Although it is part of the old city of Oslo, the portside neighbourhood of Bjørvika, which presides over a cove of the Oslo fjord, is cut off from the rest of the urban fabric because of large infrastructural constructions that went up over the twentieth century. The cluster of railway lines coming into the central railway station and a busy high-speed road impeded any direct relationship between the port and the city, thus conferring on the port area a residual, run-down character.
Aim of the intervention
With the turn of the century, the Norwegian Government decided to transform this zone into an emblematic neighbourhood that would constitute Oslo’s main focus of cultural facilities and that would articulate the relationship between city and fjord. Along with the establishment of the Edvard Munch Museum, the first phase in this transformation was the construction of the Oslo Opera House, seat of the Norwegian National Opera and Ballet. Besides being the venue for performances of opera and classical music, the building was also to play an active role in the revitalisation of the Bjørvika neighbourhood.

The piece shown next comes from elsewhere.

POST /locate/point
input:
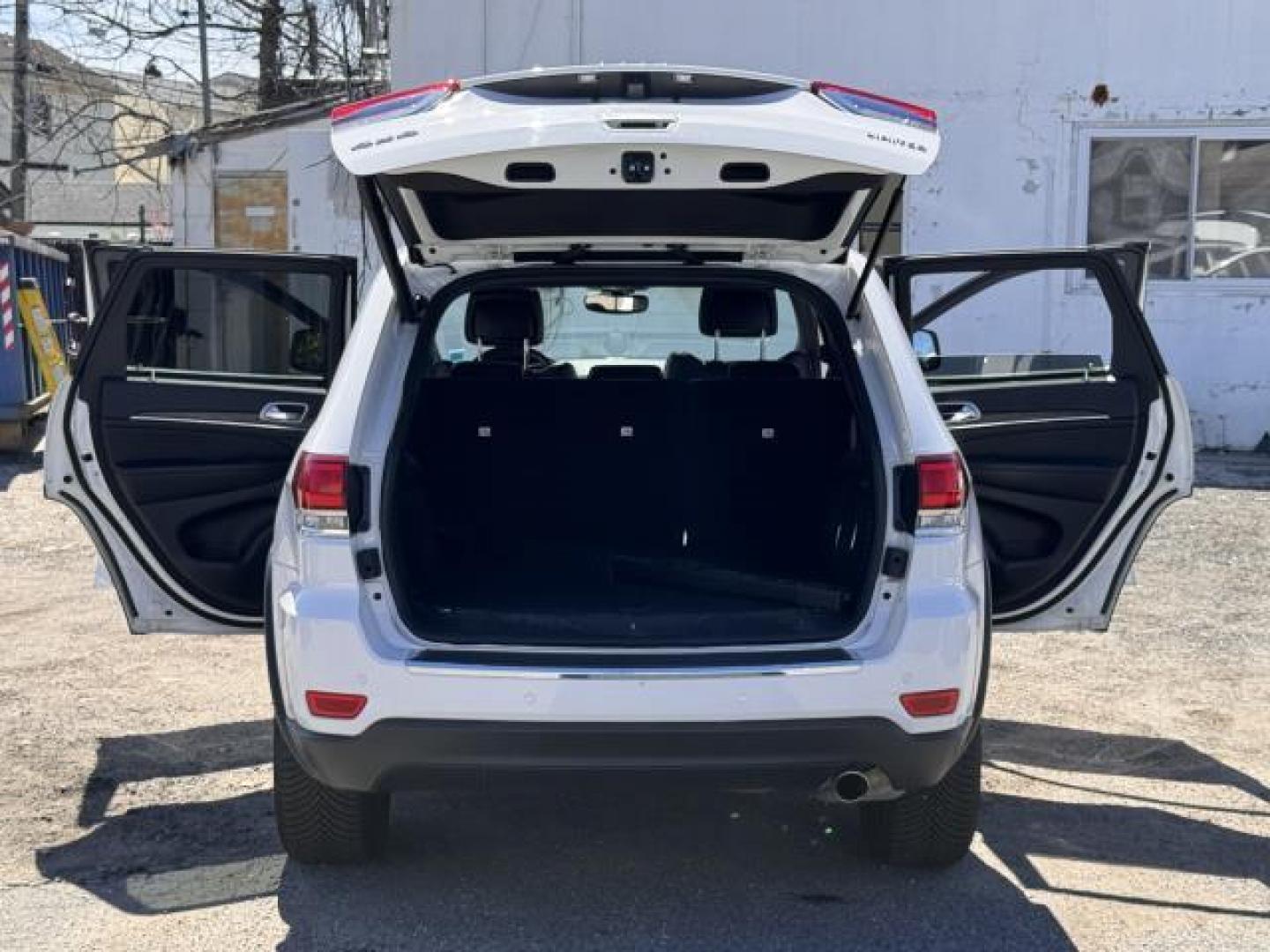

Accessible by means of a pedestrian walkway crossing the adjacent motorway, the roof of the new opera house consists of a series of gently sloping planes that emerge from the waters of the port to rise up and cover the concert hall. They are made to walk on and are covered in white Carrara marble plaques. Their layout creates several different spaces for strolling around, holding open-air shows and enjoying the splendid views over the city and fjord.
Independently of the activity taking place inside the building, the roof has become an attractive, much-frequented meeting place. The serene encounter of its sloping planes with the water gives visitors the sensation of being on a beach. The height above ground they can attain through these slopes offers a splendid lookout over the city and its landscape. However, the slant that makes this possible has not entailed an indiscriminate presence of elements of protection but rather rises naturally, respecting the freedom and intelligence of people walking on it. With the majestic presence of an iceberg, the new opera house emerges as the symbol of a restored Bjørvika which now presides over the meeting of Oslo with its fjord with due dignity.